Data distribution and transformation in population based sampling survey of viral load in HIV positive men who have sex with men in China
10.3760/cma.j.issn.0254-6450.2017.11.011
- VernacularTitle:中国MSM人群HIV感染者病毒载量抽样调查数据分布特征及数据转换研究
- Author:
Zhi DOU
1
;
Jun CHEN
;
Zhen JIANG
;
Weilu SONG
;
Jie XU
;
Zunyou WU
Author Information
1. 中国疾病预防控制中心性病艾滋病预防控制中心预防干预室
- Keywords:
Human immunodeficiency virus;
Viral load;
Distribution characteristics
- From:
Chinese Journal of Epidemiology
2017;38(11):1494-1498
- CountryChina
- Language:Chinese
-
Abstract:
Objective To understand the distribution of population viral load (PVL) data in HIV infected men who have sex with men (MSM), fit distribution function and explore the appropriate estimating parameter of PVL. Methods The detection limit of viral load (VL) was ≤ 50 copies/ml. Box-Cox transformation and normal distribution tests were used to describe the general distribution characteristics of the original and transformed data of PVL, then the stable distribution function was fitted with test of goodness of fit. Results The original PVL data fitted a skewed distribution with the variation coefficient of 622.24%, and had a multimodal distribution after Box-Cox transformation with optimal parameter (λ) of-0.11. The distribution of PVL data over the detection limit was skewed and heavy tailed when transformed by Box-Cox with optimal λ=0. By fitting the distribution function of the transformed data over the detection limit, it matched the stable distribution (SD) function (α=1.70, β=-1.00, γ=0.78, δ=4.03).
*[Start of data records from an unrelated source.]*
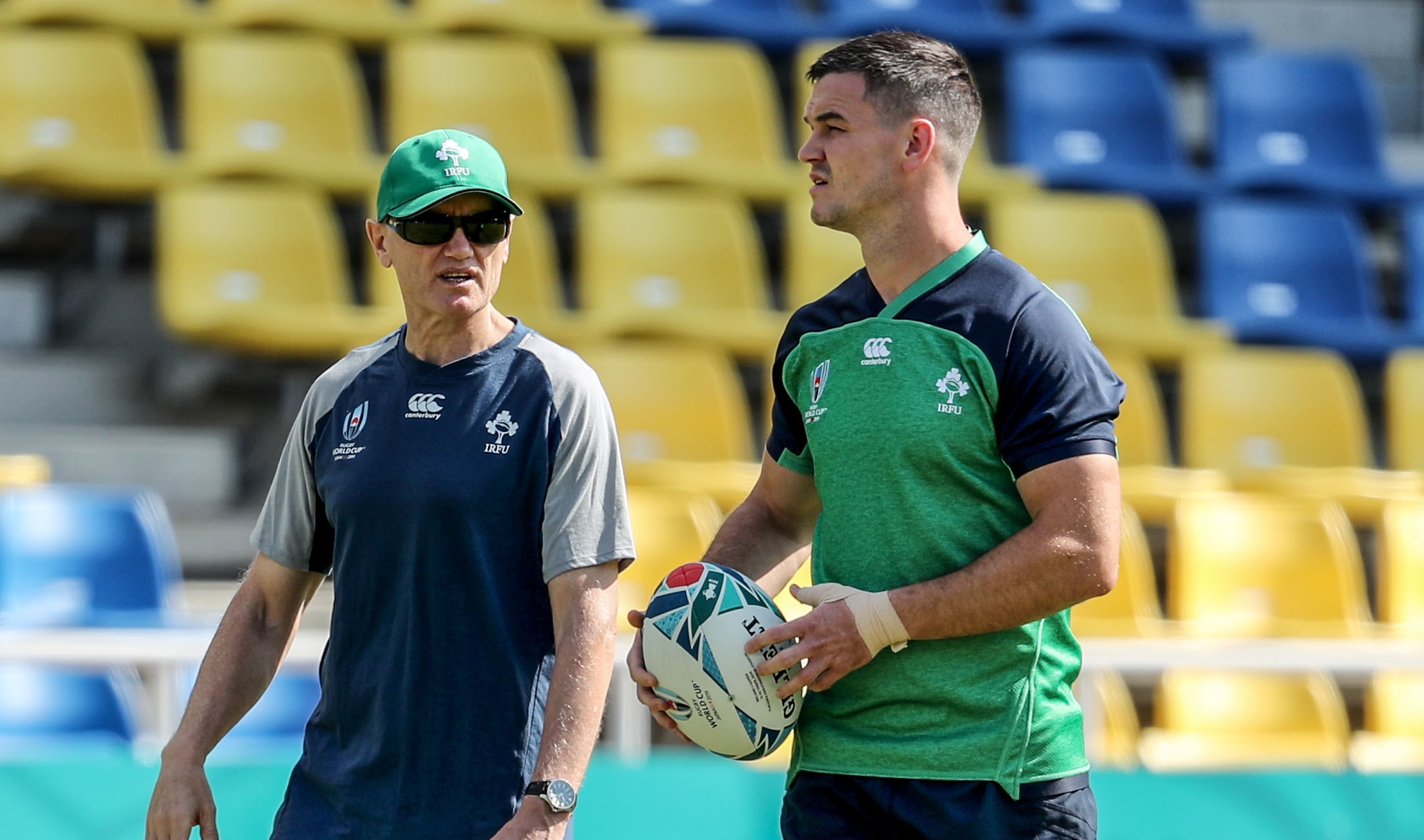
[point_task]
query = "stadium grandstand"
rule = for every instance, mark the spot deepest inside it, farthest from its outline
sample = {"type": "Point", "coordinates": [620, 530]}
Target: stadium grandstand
{"type": "Point", "coordinates": [1228, 193]}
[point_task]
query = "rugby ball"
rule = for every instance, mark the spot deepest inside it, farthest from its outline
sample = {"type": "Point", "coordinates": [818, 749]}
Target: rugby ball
{"type": "Point", "coordinates": [692, 641]}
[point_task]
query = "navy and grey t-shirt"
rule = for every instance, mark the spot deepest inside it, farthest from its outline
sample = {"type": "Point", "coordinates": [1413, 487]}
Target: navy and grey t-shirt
{"type": "Point", "coordinates": [440, 500]}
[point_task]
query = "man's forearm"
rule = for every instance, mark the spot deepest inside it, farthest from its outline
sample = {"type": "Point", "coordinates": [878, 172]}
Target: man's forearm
{"type": "Point", "coordinates": [1067, 554]}
{"type": "Point", "coordinates": [755, 543]}
{"type": "Point", "coordinates": [579, 687]}
{"type": "Point", "coordinates": [239, 664]}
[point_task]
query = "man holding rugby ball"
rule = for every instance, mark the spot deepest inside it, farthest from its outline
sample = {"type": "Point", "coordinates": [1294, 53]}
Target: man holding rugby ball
{"type": "Point", "coordinates": [941, 447]}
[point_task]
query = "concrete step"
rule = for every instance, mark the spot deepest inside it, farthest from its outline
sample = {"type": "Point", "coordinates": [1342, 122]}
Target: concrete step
{"type": "Point", "coordinates": [193, 469]}
{"type": "Point", "coordinates": [70, 389]}
{"type": "Point", "coordinates": [216, 544]}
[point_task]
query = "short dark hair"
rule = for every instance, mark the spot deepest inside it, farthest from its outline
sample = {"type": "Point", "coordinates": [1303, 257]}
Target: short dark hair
{"type": "Point", "coordinates": [909, 74]}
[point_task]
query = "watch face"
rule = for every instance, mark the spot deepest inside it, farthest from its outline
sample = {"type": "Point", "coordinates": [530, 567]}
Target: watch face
{"type": "Point", "coordinates": [562, 795]}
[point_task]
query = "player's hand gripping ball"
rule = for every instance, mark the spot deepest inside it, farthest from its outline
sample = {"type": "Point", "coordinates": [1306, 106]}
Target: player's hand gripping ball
{"type": "Point", "coordinates": [694, 642]}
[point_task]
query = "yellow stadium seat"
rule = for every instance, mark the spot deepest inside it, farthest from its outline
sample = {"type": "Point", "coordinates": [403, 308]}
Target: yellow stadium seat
{"type": "Point", "coordinates": [522, 105]}
{"type": "Point", "coordinates": [1110, 258]}
{"type": "Point", "coordinates": [1405, 409]}
{"type": "Point", "coordinates": [1149, 483]}
{"type": "Point", "coordinates": [1402, 565]}
{"type": "Point", "coordinates": [574, 23]}
{"type": "Point", "coordinates": [1111, 726]}
{"type": "Point", "coordinates": [1286, 422]}
{"type": "Point", "coordinates": [683, 418]}
{"type": "Point", "coordinates": [1235, 721]}
{"type": "Point", "coordinates": [1131, 608]}
{"type": "Point", "coordinates": [278, 106]}
{"type": "Point", "coordinates": [818, 258]}
{"type": "Point", "coordinates": [259, 270]}
{"type": "Point", "coordinates": [982, 180]}
{"type": "Point", "coordinates": [1265, 565]}
{"type": "Point", "coordinates": [160, 21]}
{"type": "Point", "coordinates": [675, 262]}
{"type": "Point", "coordinates": [698, 112]}
{"type": "Point", "coordinates": [670, 527]}
{"type": "Point", "coordinates": [358, 21]}
{"type": "Point", "coordinates": [1393, 737]}
{"type": "Point", "coordinates": [79, 114]}
{"type": "Point", "coordinates": [23, 470]}
{"type": "Point", "coordinates": [529, 285]}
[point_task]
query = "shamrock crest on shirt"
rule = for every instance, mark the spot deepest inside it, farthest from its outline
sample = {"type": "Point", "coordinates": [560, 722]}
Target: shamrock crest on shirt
{"type": "Point", "coordinates": [502, 425]}
{"type": "Point", "coordinates": [953, 385]}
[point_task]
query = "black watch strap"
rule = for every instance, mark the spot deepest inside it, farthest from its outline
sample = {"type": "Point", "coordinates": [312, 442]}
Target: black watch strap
{"type": "Point", "coordinates": [557, 793]}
Conclusions The original PVL data had some censored data below the detection limit, and the data over the detection limit had abnormal distribution with large degree of variation. When proportion of the censored data was large, it was inappropriate to use half-value of detection limit to replace the censored ones. The log-transformed data over the detection limit fitted the SD. The median (M) and inter-quartile ranger (IQR) of log-transformed data can be used to describe the centralized tendency and dispersion tendency of the data over the detection limit.